Volunteering and building confidence
Opportunities started to come up, free trips with the children’s centre, drop in sessions for weaning and things like that. Most of all, MHF started offering a 6-week volunteer programme. At first, I didn’t even consider it because as always, I had no childcare. Then I heard that they provide childcare! I was so excited to be able to do something different. By this time, I was so bored of the robotic routine I had got myself into and was itching to do something. The volunteering consisted of helping on the days of the group. It literally was just a perfect opportunity for me, so I completed the training and began volunteering.
This really built my confidence. Knowing that I was still useful to other people just left me smiling after groups. It also taught me how I can be encouraging towards other young parents and this helped me not think so negatively about my own life. About a year later to my surprise I, along with other volunteers, we had the opportunity to apply for a job with MHF, working with the YMT project. I hadn’t thought about working too much because my rent was high and was quite comfortable with my benefits. I was always too nervous to make changes to my income because I was unsure of what I was entitled to and how I go about getting it. Despite these feelings, I was willing to apply for the job and see where it took me. So that’s exactly what I did. I applied, and to my amazement I got the job.

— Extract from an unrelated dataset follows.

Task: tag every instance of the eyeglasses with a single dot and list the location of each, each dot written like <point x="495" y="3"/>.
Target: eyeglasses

Starting work on Young Mum's Together
Young Mum's Together had referred me to two services that helped me through this process. Having little money for the initial childcare fees and the worries of handing in the right paper work would have overwhelmed me if I didn’t have these external services support. In Jan 2017 I began working with MHF on the YMT Project. My partner wasn’t happy that I was working but I sure was. Although leaving my girls was a little hard, not having to do any mummy duties for 16 hours a week was heavenly!
My work consisted of running YMT groups, supporting parents in between sessions and office work. At first, I felt a bit rusty and anxious. I hadn’t written anything longer than my kids names for about a year and I couldn’t even say when the last time I used a computer was. Nonetheless I just got stuck in. I was always a quick learner and it didn’t take me long to get the hang of things. Running groups made me feel great. Being able to use the experience I’ve had by helping others through their current situations was so satisfying. I began self-developing on things like reading, public speaking and many other professional skills. A lot started to change in my life. My kids were proud of me and I enjoyed them more because they weren’t always around me. I had the determination to do my very best and began thinking about my future. YMT was more than a job for me, it was a life line. It was as if the job description were tailored to my needs. Learning about all the different things involved in the young mum’s project it heightened my enthusiasm to make a difference. The passion behind my team’s work encouraged me to want to become more and to never settle for less.
"It’s now 2018 and the YMT groups have transformed my life. Not only has my confidence, self-respect, resilience, mental health, adaptability and attitude changed but we as a family are doing the best we have ever done both physically and mentally."
I would like to just say thank you to MHF. The difference you have made I’m sure you will never know but I will never forget.
Thank you for listening to my story.